Dušan Kljajić

Personal information
- Full name: Dušan Kljajić
- Date of birth: 12 October 1963 (age 62)
- Place of birth: Belgrade, SR Serbia, SFR Yugoslavia
- Height: 1.84 m (6 ft 0 in)
- Position: Defender

Youth career
- Red Star Belgrade

Senior career*
- Years: Team / Apps / (Gls)
- 1984: Galenika Zemun / 7 / (0)
- 1984–1985: Maribor / 31 / (0)
- 1985: OFK Kikinda / 17 / (1)
- 1986: OFK Beograd / 2 / (0)
- 1986–1988: Rudar Ljubija
- 1988–1991: Rijeka / 86 / (1)
- 1991: Radnički Beograd / 1 / (0)
- 1991–1992: Samsunspor / 10 / (0)
- 1993–1994: Obilić / 2+ / (0+)
- 1994–1995: Beograd
- 1995–1996: Radnički Kragujevac
- 1996–1999: Sartid Smederevo / 83 / (4)
- Total:  / 237+ / (6+)

Managerial career
- 2009: Bežanija
- 2010: Novi Pazar
- 2010–2012: Sopot
- 2012–2013: Red Star Belgrade (first-team coach)
- 2014: Bežanija
- 2015–2016: Donji Srem
- 2016: Sinđelić Beograd
- 2017–2019: Nakhon Ratchasima (assistant)
- 2020: Budućnost Dobanovci
- 2020–2021: Radnički Sremska Mitrovica
- 2023–2024: Omladinac Novi Banovci
- 2024-2025: Sinđelić Beograd

= Dušan Kljajić =

Serbian football manager and player

Dušan Kljajić (Душан Кљајић; born 12 October 1963) is a Serbian football manager and former player.

==Playing career==
After coming through the youth system of Red Star Belgrade, Kljajić was gaining senior football experience at Galenika Zemun, Maribor, OFK Kikinda, and OFK Beograd.
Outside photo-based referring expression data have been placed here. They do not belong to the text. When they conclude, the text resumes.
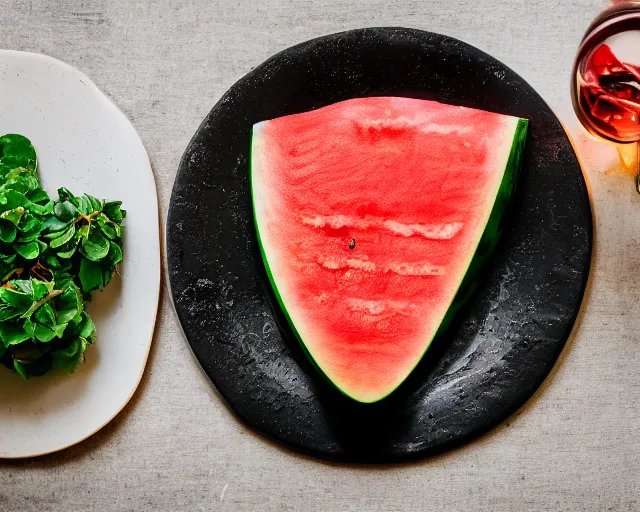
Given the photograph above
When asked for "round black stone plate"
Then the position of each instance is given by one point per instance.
(505, 342)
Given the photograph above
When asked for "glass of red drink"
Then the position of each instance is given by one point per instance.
(606, 77)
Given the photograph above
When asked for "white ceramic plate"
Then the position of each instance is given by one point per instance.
(86, 144)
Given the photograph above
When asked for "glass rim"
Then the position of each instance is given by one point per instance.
(610, 22)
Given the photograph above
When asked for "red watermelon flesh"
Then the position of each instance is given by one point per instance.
(369, 213)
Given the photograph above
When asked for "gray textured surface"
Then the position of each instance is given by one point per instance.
(176, 446)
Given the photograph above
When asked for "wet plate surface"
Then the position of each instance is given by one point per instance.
(505, 342)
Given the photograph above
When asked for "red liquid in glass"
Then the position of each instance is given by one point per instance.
(609, 94)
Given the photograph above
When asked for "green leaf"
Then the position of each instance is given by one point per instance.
(69, 304)
(12, 199)
(41, 288)
(115, 254)
(113, 211)
(94, 247)
(68, 254)
(28, 251)
(16, 299)
(65, 211)
(44, 334)
(22, 285)
(38, 195)
(90, 275)
(17, 151)
(29, 222)
(107, 229)
(65, 195)
(13, 215)
(8, 231)
(12, 334)
(30, 328)
(8, 312)
(88, 329)
(45, 315)
(53, 224)
(66, 235)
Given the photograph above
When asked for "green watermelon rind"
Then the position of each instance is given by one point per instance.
(472, 278)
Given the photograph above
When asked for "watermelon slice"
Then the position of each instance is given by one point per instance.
(374, 217)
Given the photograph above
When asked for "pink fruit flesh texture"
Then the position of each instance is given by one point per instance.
(369, 212)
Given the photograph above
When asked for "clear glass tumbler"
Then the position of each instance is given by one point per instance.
(605, 87)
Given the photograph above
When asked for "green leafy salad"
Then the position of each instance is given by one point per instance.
(54, 253)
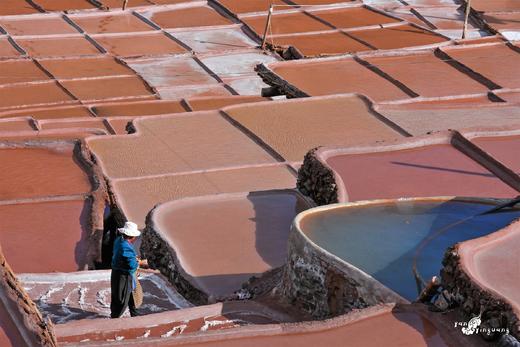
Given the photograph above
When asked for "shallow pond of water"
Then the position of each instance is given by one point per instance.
(382, 239)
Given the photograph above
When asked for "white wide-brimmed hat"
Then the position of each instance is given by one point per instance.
(130, 229)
He later spent three seasons with Yugoslav First League club Rijeka from 1988 to 1991. After a very brief spell with Radnički Beograd, Kljajić moved abroad to Turkey to play for Samsunspor.

==Managerial career==
After hanging up his boots, Kljajić served as manager of numerous Serbian First League clubs, including Bežanija (two spells), Novi Pazar (January–March 2010), Donji Srem, Sinđelić Beograd, Budućnost Dobanovci, and Radnički Sremska Mitrovica (September 2020–March 2021).

==Personal life==
Kljajić is the father of fellow footballer Filip Kljajić.